Failure Modes & Retries
Every external call in MemorySync has a documented failure mode and a documented retry policy. This page is the contract: when X breaks, the system does Y. Read it before you rely on a behaviour during an incident.
Failures, classified by what the system does about them
| Class | Examples | Response |
|---|---|---|
| Hard dependency down | Primary database unavailable. | Return 503. No degradation — the database is the only hard dependency. Health checks fail; load balancer drains the instance. |
| Soft dependency down | Cache unreachable, vector index slow, embedding service rate-limited. | Degrade gracefully on the read path; queue and replay on the write path. Return 200 where possible with a degraded-mode flag. |
| Caller error | Invalid header, missing scope, malformed body. | Return 4xx with an explicit error code. No retries — the caller has to fix it. |
| Transient task failure | Webhook target returns 5xx, SIEM endpoint times out. | Retry with exponential backoff up to a per-task ceiling, then dead-letter. |
The circuit breaker, used everywhere external
Outbound calls (SIEM forwarding, webhook delivery, integration sync, embedding service) wrap in a circuit breaker with three states.

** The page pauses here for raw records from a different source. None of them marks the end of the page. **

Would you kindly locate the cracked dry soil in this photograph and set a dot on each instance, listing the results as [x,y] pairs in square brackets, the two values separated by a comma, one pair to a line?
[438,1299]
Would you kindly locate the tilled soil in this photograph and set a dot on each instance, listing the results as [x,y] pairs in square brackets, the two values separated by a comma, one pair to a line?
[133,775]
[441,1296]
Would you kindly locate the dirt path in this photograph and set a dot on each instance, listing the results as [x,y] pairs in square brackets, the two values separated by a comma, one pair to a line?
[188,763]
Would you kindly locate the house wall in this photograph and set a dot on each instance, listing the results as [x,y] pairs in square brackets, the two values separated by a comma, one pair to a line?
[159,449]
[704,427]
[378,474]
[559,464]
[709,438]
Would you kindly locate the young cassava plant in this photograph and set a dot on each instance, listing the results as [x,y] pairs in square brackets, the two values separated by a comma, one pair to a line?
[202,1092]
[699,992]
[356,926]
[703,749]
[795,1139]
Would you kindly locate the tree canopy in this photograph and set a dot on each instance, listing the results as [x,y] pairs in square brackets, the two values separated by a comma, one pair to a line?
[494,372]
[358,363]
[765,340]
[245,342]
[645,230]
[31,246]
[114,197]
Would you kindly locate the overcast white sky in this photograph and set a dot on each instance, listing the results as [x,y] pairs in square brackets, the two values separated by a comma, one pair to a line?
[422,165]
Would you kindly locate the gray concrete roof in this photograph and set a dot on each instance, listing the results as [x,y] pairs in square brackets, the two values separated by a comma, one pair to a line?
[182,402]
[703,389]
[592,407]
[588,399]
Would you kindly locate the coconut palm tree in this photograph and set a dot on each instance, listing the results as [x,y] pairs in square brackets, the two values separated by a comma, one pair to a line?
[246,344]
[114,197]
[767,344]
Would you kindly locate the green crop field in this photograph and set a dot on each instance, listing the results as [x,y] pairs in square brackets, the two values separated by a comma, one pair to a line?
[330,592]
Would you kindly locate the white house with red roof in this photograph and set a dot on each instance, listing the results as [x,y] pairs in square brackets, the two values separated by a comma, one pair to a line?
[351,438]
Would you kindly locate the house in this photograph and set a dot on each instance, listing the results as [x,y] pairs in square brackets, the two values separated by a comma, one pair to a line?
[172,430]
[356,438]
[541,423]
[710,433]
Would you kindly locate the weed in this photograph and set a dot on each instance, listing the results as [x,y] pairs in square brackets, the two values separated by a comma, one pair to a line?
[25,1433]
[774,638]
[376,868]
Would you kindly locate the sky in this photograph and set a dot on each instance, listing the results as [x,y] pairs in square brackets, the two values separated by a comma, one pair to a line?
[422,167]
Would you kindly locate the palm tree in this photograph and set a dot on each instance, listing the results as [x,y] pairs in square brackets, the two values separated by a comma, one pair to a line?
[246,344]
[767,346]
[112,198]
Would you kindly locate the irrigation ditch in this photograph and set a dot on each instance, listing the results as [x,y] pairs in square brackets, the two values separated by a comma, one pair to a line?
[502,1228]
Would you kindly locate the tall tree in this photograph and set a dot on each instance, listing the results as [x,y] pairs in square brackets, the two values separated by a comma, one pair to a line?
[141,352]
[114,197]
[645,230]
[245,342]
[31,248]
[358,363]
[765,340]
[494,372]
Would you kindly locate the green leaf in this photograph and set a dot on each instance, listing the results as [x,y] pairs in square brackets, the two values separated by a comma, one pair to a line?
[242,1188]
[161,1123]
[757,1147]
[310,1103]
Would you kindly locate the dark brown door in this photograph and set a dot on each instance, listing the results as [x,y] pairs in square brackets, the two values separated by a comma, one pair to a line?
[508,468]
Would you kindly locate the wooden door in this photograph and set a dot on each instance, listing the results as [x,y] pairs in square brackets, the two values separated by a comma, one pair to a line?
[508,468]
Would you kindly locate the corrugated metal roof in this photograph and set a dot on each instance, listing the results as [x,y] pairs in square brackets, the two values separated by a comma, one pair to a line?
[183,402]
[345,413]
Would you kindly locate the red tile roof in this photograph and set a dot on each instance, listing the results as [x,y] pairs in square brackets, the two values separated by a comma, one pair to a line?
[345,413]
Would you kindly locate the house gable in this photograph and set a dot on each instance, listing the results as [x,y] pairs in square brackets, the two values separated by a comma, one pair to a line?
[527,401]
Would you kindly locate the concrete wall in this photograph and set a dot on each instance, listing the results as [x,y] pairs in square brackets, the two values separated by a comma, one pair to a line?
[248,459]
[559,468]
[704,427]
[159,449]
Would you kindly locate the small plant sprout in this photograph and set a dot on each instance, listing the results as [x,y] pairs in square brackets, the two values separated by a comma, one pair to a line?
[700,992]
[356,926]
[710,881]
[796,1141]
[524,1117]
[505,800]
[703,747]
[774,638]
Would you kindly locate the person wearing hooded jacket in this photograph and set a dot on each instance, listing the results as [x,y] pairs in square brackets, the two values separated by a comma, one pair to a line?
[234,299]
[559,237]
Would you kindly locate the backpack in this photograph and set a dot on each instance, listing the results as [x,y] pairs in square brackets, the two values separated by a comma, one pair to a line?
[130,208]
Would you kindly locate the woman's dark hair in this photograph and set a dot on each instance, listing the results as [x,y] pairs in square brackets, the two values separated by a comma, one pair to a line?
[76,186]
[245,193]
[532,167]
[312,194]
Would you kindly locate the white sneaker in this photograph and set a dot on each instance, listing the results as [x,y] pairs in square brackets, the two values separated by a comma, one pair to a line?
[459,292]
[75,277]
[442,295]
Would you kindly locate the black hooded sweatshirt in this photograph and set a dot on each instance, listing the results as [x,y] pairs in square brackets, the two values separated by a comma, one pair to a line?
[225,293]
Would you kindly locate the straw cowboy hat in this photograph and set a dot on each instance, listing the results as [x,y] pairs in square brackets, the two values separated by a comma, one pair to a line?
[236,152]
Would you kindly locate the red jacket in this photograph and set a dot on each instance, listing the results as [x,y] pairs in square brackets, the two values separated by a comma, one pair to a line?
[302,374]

| State | Behaviour | Transitions out |
|---|---|---|
| CLOSED | Calls go through normally. Failures are counted. | Failures exceed the threshold (default 5 in a row) → OPEN. |
| OPEN | Calls short-circuit immediately with a no-op error — the target is not contacted. | Cooldown window elapses (default 60 s) → HALF_OPEN. |
| HALF_OPEN | One probe call is allowed through. | Probe succeeds → CLOSED. Probe fails → OPEN, cooldown restarts. |
Retry schedules by task type
| Task | Schedule | Max retries |
|---|---|---|
| SIEM forwarding | 1 s → 2 s → 5 s → 10 s → 30 s + jitter (factor 0.25). | 5 |
| Webhook delivery | Exponential backoff with jitter, configured per endpoint. | Per endpoint config; default ceiling. |
| Integration sync | 60 s → 300 s → 900 s. | 3 |
| Intelligence re-evaluation | Exponential backoff, capped at 300 s. | 2 |
| Embedding (write path, blocking) | Backoff inside the request — at most 2 retries before the request errors. | 2 |
+ jitter (factor 0.25) means each delay is randomised by ±25% of itself: a 5 s slot lands somewhere in [3.75 s, 6.25 s]. The base schedule is the average; jitter is the controlled randomness around it.Per-endpoint backpressure
Outbound integrations carry per-target concurrency caps so one slow endpoint cannot starve the worker pool. SIEM forwarding allows at most 3 concurrent in-flight requests per configured endpoint; webhook delivery allows 10 globally with a per-endpoint semaphore. When a target is slow, the rest of the queue keeps draining for other tenants.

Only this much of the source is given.